Goto Chicago 2017 Bryan Cantrill

Raw notes.

Recounting the story of a Joyent outage

Here is the register piece on the outage.

How did we get here?

He points out the flip side of such higly sophisticated automation: the stress upon the humans in the loop is amplified. A human fallibility in a semi-automated system is worse than a human fallibility in a non-automated system.

Human fallibility in semi-automated systems

Recounted the story of the Air Canada flight that ran out of fuel in flight. 767-200 in 1983. The fuel mishap was due to the process of converting from imperial to metric units at some place in the system.

Amazon S3 outage.

Whither microservices?

Microservices suffer from the amplification problem mentioned above.

Some non-IT illustrations

1963 power outage in the northeast

This illustrates the notion of the load has to go somewhere.

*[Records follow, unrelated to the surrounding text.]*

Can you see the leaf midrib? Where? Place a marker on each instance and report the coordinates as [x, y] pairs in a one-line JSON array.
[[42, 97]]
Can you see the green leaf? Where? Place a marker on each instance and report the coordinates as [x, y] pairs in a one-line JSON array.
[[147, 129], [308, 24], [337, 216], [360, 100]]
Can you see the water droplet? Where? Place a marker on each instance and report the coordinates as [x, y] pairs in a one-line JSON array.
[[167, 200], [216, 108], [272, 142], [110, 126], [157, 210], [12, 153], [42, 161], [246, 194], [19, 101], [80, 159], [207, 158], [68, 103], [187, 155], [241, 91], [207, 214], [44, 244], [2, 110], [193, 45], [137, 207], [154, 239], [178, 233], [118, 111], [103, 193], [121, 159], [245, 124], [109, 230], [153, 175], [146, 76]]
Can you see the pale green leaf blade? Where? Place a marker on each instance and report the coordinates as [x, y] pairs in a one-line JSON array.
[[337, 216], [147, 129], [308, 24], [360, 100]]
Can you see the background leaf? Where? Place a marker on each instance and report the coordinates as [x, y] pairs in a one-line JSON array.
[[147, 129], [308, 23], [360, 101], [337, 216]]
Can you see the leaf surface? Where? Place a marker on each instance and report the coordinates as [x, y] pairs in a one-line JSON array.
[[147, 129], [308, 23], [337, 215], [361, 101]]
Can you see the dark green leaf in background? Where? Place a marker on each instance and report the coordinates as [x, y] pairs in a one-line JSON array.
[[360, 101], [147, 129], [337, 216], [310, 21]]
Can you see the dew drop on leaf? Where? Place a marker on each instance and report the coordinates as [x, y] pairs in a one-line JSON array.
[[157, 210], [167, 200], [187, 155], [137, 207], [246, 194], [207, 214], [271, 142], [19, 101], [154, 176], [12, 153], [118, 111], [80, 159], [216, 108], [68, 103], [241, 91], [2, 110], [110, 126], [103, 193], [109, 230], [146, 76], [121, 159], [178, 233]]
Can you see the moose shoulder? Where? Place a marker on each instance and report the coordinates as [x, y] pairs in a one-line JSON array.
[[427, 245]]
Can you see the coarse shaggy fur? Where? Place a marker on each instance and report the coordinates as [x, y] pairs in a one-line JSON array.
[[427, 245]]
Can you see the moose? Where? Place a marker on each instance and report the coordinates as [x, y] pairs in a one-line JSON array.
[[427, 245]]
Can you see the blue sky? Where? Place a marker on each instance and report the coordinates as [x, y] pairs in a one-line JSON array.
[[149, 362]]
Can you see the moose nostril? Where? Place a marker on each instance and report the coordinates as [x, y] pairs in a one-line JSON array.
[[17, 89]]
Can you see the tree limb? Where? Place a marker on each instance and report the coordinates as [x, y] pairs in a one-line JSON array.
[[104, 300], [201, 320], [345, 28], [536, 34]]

Used the example of Three Mile Island. When you have auxiliary systems, those systems are not checked. The more alarms and alerts you have, the more likely they will overload the operators.

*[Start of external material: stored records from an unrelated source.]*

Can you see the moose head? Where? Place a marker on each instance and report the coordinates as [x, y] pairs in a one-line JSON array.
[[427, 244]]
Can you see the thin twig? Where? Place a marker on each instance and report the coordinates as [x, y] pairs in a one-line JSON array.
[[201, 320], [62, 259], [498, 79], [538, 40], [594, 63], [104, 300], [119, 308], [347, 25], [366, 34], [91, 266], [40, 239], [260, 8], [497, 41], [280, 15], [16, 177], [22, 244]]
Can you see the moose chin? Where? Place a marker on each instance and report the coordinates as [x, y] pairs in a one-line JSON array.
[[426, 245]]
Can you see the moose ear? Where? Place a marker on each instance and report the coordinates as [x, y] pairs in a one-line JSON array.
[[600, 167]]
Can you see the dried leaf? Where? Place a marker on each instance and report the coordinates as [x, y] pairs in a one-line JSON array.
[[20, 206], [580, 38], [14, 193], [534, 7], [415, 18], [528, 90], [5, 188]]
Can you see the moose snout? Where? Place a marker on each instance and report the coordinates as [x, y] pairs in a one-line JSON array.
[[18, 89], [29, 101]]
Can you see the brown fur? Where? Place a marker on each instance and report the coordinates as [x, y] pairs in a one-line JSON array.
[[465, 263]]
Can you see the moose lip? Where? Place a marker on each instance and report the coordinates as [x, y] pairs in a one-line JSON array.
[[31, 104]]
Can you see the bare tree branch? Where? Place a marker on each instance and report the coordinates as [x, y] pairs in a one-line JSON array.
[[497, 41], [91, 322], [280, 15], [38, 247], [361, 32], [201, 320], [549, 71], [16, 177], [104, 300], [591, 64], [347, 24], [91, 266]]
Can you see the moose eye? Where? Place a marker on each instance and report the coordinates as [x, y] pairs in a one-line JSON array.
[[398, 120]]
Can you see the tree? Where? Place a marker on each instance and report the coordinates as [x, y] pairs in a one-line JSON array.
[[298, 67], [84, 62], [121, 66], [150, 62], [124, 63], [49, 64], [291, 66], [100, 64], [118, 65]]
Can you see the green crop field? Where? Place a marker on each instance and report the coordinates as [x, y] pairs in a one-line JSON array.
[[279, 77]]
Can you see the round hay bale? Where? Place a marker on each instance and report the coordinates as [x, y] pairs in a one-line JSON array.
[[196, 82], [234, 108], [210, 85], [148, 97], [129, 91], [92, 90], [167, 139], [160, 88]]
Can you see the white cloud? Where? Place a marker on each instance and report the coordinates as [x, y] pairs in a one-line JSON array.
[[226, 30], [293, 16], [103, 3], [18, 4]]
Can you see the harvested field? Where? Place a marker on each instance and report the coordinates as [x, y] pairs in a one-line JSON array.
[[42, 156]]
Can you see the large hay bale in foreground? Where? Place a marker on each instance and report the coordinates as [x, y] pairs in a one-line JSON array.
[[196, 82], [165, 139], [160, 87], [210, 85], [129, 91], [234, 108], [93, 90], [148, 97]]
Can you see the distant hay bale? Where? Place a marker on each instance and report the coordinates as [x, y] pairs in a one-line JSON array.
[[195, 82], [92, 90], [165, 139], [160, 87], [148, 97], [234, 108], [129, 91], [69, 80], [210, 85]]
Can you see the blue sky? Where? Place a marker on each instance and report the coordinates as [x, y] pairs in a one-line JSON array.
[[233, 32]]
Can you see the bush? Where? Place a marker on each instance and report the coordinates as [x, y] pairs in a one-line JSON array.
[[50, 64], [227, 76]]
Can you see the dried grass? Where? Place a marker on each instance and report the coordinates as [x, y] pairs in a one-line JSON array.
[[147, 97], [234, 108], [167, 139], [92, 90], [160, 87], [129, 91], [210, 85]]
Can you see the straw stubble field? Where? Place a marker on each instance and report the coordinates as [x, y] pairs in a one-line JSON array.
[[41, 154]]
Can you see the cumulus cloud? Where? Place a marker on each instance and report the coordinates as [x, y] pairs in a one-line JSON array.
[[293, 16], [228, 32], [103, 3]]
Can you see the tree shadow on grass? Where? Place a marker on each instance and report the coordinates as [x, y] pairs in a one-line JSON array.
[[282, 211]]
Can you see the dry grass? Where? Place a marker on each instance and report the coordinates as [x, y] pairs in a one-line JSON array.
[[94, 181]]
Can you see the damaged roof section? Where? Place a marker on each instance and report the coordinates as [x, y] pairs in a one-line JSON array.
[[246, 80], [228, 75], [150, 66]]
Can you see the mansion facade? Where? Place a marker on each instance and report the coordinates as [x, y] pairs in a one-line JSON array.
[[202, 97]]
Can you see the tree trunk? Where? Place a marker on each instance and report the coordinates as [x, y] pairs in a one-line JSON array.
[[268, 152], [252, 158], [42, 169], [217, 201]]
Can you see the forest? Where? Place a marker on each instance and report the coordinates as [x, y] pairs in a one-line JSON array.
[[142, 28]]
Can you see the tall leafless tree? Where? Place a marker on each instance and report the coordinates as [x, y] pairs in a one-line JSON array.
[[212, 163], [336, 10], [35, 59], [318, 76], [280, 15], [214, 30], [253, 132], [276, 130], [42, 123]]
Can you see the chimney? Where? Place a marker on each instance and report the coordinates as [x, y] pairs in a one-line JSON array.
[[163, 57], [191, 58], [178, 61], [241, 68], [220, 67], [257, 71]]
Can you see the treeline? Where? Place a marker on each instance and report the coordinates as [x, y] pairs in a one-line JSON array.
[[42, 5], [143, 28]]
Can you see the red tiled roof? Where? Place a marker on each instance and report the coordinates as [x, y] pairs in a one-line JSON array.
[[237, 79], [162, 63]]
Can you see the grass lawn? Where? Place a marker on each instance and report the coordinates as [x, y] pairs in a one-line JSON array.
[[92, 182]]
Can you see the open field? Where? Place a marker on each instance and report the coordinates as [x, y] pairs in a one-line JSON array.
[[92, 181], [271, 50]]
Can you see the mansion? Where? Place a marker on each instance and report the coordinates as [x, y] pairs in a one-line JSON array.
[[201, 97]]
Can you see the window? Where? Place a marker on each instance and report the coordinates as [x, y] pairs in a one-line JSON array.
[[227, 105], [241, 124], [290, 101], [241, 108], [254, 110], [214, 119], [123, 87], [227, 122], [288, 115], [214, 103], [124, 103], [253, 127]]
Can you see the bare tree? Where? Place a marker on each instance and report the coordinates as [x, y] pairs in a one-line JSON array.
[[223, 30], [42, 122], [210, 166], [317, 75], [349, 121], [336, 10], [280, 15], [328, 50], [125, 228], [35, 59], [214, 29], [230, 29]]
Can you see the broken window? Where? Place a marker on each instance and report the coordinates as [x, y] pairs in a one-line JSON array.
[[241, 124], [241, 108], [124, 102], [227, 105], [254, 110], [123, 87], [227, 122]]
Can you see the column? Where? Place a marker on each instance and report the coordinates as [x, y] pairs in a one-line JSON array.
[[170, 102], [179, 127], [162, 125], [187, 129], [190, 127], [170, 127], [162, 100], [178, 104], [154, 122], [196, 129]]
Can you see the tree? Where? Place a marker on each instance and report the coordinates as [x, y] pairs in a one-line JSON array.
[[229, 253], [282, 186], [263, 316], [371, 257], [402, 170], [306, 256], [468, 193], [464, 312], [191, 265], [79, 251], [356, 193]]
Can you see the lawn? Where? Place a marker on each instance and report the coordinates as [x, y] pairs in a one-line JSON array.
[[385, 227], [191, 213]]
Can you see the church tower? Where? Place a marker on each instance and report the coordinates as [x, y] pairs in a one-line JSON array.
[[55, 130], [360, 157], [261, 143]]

We are gleefully deploying these distributed systems and telling ourselves they will not fail.

Debugging in the abstract

Debugging is the process by which we understand pathological behavior in the system.

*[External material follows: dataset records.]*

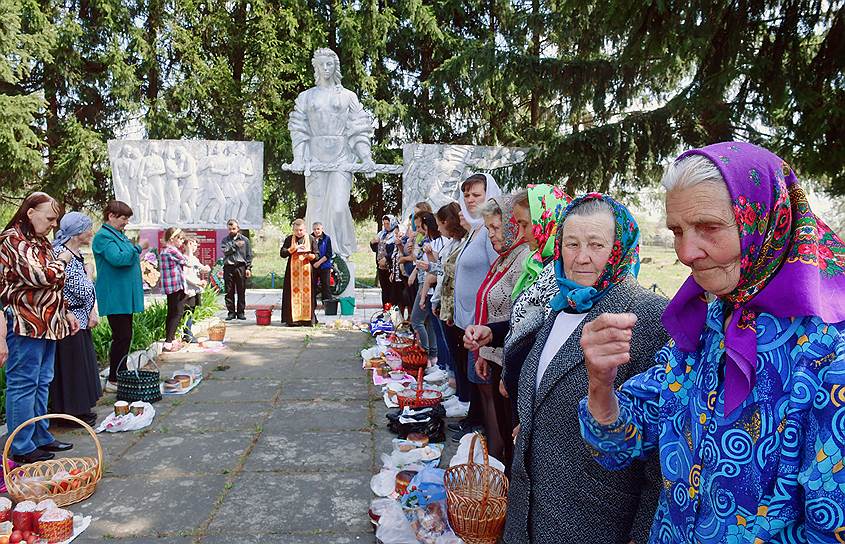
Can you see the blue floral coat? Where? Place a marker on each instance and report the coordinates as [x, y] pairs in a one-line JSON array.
[[770, 471]]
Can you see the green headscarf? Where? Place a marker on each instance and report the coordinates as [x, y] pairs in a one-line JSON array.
[[546, 204]]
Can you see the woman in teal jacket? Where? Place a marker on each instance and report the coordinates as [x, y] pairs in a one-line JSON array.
[[120, 292]]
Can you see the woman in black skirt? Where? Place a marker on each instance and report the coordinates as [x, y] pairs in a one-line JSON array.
[[76, 384]]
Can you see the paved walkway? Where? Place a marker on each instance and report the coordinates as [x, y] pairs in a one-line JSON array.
[[276, 445]]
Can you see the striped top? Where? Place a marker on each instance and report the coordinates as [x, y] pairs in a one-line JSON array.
[[31, 286]]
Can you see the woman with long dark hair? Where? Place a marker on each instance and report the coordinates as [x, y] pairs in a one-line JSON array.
[[422, 320], [36, 317]]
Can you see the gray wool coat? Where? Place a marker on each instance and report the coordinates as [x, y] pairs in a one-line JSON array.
[[558, 493]]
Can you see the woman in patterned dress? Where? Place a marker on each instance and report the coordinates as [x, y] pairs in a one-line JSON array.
[[557, 492], [746, 404], [31, 294], [76, 385], [493, 305]]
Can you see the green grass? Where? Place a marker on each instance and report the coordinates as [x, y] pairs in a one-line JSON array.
[[663, 270], [266, 260], [148, 326]]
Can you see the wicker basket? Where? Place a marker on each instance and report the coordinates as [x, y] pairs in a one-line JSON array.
[[477, 498], [217, 332], [416, 402], [22, 487], [404, 328], [413, 357]]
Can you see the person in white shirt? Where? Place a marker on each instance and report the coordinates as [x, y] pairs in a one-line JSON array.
[[194, 284]]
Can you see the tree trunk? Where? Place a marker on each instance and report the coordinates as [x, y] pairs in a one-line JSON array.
[[536, 28], [155, 15], [237, 56]]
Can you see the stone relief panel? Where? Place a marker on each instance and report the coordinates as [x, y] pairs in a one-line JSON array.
[[434, 172], [189, 183]]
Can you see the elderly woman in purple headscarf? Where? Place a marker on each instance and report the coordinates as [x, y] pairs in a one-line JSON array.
[[746, 404]]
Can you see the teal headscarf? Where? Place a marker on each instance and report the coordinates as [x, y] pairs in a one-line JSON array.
[[624, 259]]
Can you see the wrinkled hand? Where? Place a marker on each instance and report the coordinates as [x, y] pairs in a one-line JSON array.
[[74, 324], [482, 368], [606, 343], [476, 336]]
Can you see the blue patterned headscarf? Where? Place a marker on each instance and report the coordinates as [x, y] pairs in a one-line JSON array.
[[624, 259], [72, 224]]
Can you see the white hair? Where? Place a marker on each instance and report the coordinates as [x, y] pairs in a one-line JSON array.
[[591, 207], [689, 171]]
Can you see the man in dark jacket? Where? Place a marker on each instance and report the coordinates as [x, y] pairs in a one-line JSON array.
[[237, 267], [323, 263]]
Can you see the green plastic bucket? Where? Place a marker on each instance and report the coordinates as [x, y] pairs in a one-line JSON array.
[[347, 305]]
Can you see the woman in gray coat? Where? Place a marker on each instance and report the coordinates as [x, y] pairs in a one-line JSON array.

I like how he acknowledges that we have it easy in the software world, compared to the real world. He is a very entertaining speaker, but I don't like how he is yelling at us.

Debugging is the ability to be able to ask the right questions. He described the continually narrowing set of constraints.

The craft of debuggable software

One slide as a nod to what you need to do to make things debuggable.

A culture of debugging

We must have an organizational culture that supports taking the extra time for building for debuggability.

When you have an outage you need to harvest all the useful information and learn for it. Every outage presents an opportunity to advance understanding.